Using cinnamon in savory dishes is very common in Greek cuisine. Have you ever had Pastitsio (a very common entree served at Greek festivals)? Or perhaps Cincinnati Chili (a cinnamon spiced chili served over spaghetti developed by Greek immigrants in the Cincinnati area)? Both use cinnamon (and sometimes nutmeg) and both are absolutely delicious.
I’m writing this post at 8am and just looking at these photographs makes me really, really wish I could dive face-first into a big bowl of this for breakfast. Sigh. Sadly, it’s all gone.
Here are the great things about this recipe:
- It takes only 25 minutes to make and it’s super easy.
- It has only SIX ingredients!
- It’s budget-friendly.
- You can easily make it vegetarian by substituting chopped mushrooms for the ground beef.
- The leftovers reheat very well.
- BROWNED BUTTER. *drool*
Anything made with browned butter is bound to be delicious. In fact, I have an entire Pinterest board dedicated to recipes that use it. If you’ve never made it before, don’t be sacred- it’s easy. Just melt butter over medium high heat and stir constantly, with a spoon or a whisk, until it foams and turns a light brown color under the foam. The brown color is a result of the dairy solids that are in butter getting toasted. Just don’t heat for too long, or you’ll end up with burned butter! Here’s a good tutorial on how to make browned butter.

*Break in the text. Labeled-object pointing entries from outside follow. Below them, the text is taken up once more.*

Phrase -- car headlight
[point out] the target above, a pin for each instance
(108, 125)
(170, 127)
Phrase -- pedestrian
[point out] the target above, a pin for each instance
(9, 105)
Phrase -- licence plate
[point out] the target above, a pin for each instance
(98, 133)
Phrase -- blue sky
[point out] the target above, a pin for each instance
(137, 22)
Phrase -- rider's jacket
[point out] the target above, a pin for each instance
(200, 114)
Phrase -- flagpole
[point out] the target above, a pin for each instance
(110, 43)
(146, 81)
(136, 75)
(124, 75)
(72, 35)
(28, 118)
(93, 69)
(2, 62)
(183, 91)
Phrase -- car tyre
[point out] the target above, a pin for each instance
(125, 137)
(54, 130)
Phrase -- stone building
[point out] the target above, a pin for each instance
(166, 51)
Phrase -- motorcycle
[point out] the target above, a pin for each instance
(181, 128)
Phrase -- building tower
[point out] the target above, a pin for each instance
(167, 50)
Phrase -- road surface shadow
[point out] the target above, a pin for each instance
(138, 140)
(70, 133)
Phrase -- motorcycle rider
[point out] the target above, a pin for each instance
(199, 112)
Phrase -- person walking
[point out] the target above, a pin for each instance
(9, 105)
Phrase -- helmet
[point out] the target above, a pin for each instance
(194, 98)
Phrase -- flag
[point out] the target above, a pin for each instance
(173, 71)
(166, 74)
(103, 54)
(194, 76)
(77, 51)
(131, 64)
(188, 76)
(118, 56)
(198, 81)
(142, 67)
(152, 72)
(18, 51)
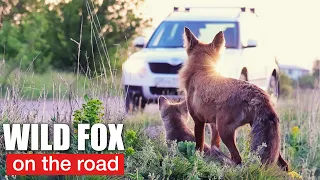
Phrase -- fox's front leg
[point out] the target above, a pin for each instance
(199, 134)
(215, 137)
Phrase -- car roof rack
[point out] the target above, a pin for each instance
(187, 9)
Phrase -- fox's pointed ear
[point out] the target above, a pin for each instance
(162, 101)
(190, 40)
(219, 40)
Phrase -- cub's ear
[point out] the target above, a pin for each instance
(219, 40)
(190, 40)
(162, 102)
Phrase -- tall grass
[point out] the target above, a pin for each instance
(53, 97)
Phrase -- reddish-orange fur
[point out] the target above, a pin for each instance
(174, 116)
(228, 102)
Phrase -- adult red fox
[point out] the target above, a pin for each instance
(228, 102)
(174, 116)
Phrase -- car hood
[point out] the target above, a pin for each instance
(175, 56)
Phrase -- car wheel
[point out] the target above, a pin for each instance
(134, 103)
(273, 90)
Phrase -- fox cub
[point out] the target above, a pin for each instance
(174, 116)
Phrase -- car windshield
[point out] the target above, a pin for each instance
(169, 33)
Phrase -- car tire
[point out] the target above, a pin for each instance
(273, 90)
(134, 103)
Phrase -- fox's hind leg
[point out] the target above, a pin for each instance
(282, 163)
(215, 137)
(199, 134)
(227, 133)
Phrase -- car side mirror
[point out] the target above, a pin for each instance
(250, 43)
(139, 42)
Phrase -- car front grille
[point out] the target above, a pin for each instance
(163, 91)
(164, 68)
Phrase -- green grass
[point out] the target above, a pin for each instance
(55, 84)
(151, 158)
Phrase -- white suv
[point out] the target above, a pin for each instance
(152, 71)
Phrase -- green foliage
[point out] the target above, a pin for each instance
(47, 35)
(90, 113)
(297, 146)
(306, 82)
(286, 88)
(130, 139)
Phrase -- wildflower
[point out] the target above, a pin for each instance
(294, 175)
(295, 130)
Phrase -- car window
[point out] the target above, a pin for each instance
(169, 34)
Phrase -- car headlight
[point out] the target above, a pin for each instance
(135, 66)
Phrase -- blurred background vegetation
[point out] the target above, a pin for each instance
(39, 35)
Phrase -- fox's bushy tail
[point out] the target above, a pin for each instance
(265, 130)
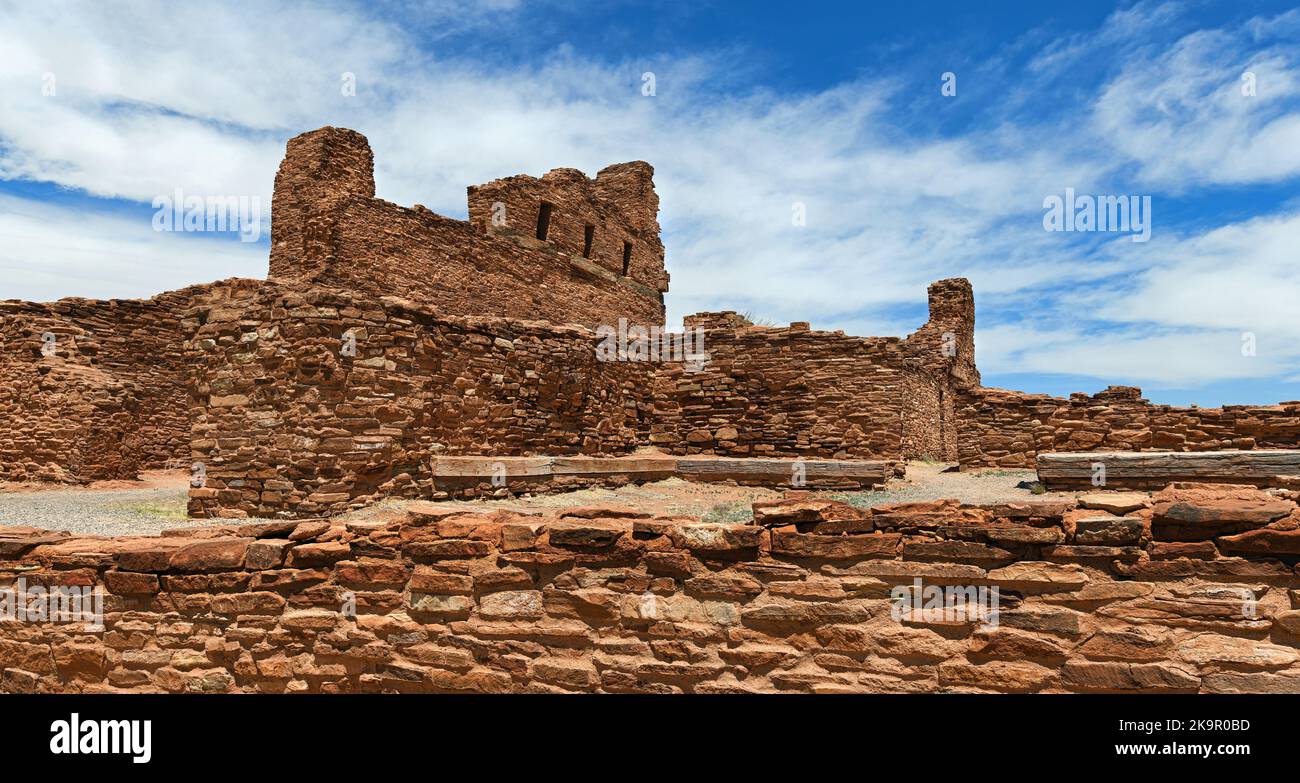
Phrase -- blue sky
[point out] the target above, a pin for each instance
(757, 107)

If you love browned butter as much as I do, try this Spaghetti with Browned Butter and Wilted Greens, this Mushroom Brie Soup, or this Butternut Squash, Browned Butter, and Rosemary Fettucini Alfredo.
That’s it, folks. The best recipe in the world. Hope you like it :-)
Recipe for Greek Spaghetti below!
|Greek Spaghetti (Spaghetti with Browned Butter, Ground Beef, and Cinnamon)|| |
- 16 oz. spaghetti
- 8 tablespoons (1 stick) butter, divided (I used salted)
- 1 large onion, diced
- 1 lb. ground beef
- ½ cup Romano (or Parmesan) cheese, plus more for serving.
- 1 tablespoon cinnamon
- salt and pepper, to taste
- Cook spaghetti according to directions in salted water.
- Meanwhile, saute the onion in 1 tablespoon of butter in a large skillet over medium high heat until softened and beginning to brown (about 3 minutes).
- Add the ground beef; continue cooking until browned and fully cooked.
- Season with beef and onions with the cinnamon, salt, and pepper. Stir to coat.
- In a large bowl, layer ⅓ of the spaghetti, ⅓ of the ground beef mixture, and ⅓ of the cheese. Repeat layers two more times.
- Brown the remaining 7 tablespoons of butter in the same skillet, or a small pot, by melting the butter over medium high heat and stirring or whisking continuously until the butter foams and turns a light brown color underneath the foam.
- Drizzle the browned butter over the spaghetti.
- Serve immediately with extra cheese.